The Angels Take Manhattan by Steven Moffat
Rory is sent back in time during a tangle with a Weeping Angel, and in trying to rescue him from 1920s Manhattan, the Doctor goes on his last journey with the Ponds. Breathlessly emotional and full of big ideas- it's a fitting exit for Amy and Rory, but you have to take a lot at face value, not least in accepting that their story is completely closed, especially with a reunion-friendly anniversary coming up next year. The bastardly power of the Angels remains undiminished by their latest appearance, especially as they manage to hurt the Doctor so deeply by the end of this episode.
With the short-lived role of Rory's dad, there's a domestic counter-point, but through the first five episodes, this serves to remind Amy and Rory of what they're missing, when they travel with the Doctor. There's much discussion of how real life jars with their adventures, with the Doctor gleefully popping in and whisking them away from being grown-ups. The story of the Doctor and Amy Pond started out like Peter Pan, and has gone on in fairytale fashion since, and this run has seen him undeterred by the fact that Wendy (Amy) has grown up.

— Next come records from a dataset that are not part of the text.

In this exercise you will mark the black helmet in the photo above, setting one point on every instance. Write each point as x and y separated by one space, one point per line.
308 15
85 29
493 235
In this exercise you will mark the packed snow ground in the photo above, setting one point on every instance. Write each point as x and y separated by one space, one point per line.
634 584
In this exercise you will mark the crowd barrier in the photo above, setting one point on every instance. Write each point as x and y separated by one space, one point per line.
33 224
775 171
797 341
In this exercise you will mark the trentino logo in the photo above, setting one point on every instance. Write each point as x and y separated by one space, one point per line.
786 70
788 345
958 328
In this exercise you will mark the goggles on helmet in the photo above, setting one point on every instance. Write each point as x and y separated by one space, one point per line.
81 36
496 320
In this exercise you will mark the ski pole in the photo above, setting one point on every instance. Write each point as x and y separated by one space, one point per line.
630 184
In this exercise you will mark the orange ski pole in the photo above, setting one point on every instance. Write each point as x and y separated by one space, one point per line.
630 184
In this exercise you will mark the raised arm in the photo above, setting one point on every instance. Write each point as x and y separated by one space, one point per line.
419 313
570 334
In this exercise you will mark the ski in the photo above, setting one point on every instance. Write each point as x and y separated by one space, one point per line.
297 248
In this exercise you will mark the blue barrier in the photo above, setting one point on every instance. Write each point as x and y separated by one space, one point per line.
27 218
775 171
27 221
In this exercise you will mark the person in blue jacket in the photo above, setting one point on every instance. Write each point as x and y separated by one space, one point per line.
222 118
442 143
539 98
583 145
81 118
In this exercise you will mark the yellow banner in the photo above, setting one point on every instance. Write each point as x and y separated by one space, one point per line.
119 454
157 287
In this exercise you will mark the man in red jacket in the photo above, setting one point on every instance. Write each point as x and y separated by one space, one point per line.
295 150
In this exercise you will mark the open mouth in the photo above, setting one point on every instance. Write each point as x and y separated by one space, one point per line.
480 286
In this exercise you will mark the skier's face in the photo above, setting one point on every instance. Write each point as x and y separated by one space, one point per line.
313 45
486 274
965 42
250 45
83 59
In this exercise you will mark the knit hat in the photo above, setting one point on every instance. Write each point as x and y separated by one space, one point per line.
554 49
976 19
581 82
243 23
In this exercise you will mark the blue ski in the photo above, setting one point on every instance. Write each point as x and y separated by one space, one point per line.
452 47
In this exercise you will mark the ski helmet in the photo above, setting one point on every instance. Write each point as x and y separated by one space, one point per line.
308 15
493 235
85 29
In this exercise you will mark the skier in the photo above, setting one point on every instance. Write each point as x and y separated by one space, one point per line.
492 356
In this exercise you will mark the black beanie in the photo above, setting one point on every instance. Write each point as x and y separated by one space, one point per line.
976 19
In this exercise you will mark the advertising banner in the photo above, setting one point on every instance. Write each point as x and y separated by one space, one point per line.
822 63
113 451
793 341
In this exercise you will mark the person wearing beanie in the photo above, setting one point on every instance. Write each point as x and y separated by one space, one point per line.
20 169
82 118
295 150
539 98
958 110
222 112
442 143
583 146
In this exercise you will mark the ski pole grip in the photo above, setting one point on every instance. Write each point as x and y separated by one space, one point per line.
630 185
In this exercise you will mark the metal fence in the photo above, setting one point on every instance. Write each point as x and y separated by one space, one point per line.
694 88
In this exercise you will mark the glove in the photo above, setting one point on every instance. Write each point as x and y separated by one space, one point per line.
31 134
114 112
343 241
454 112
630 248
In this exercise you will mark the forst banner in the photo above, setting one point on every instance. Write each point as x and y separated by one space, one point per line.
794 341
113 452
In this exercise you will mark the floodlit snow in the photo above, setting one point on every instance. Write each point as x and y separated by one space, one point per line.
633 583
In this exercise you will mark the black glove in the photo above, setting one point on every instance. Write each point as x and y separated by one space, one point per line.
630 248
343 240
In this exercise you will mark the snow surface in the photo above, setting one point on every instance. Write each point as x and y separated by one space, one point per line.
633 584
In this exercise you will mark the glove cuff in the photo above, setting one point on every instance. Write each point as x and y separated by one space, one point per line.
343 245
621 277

It's mentioned in The Power Of Three that the Ponds have known the Doctor for ten years, in relative time, which has to be longer than most companions usually last. It's a shame that Brian was introduced and seemingly forgotten, as Moffat's emotional conclusion to their story focused more on the break-up of the exotic family than the domestic. That's to say nothing of Amy's parents, who were restored into existence at the end of series five, and have never been mentioned since. Moffat's Who takes place out amongst the stars, with far less interest in grounding the series than has gone before.
Five episodes doesn't seem like enough time to tell if Moffat's blockbuster approach is working, but it's set to continue through the second half of series seven. Most of all, I personally miss the cliffhangers, which feel just as intrinsic to the series' formula as the companions. Only The Angels Take Manhattan seems like it might have stretched out to a two-part story, so I can't deny that it works in terms of economy with storytelling, but it would be nice to get a proper cliffhanger again before this series' 14 episodes are through.
--------------------------------------------------------------You can expect individual episode reviews next time around, I think. We'll see where we are next spring...
Doctor Who returns to BBC One and BBC HD on Christmas Day.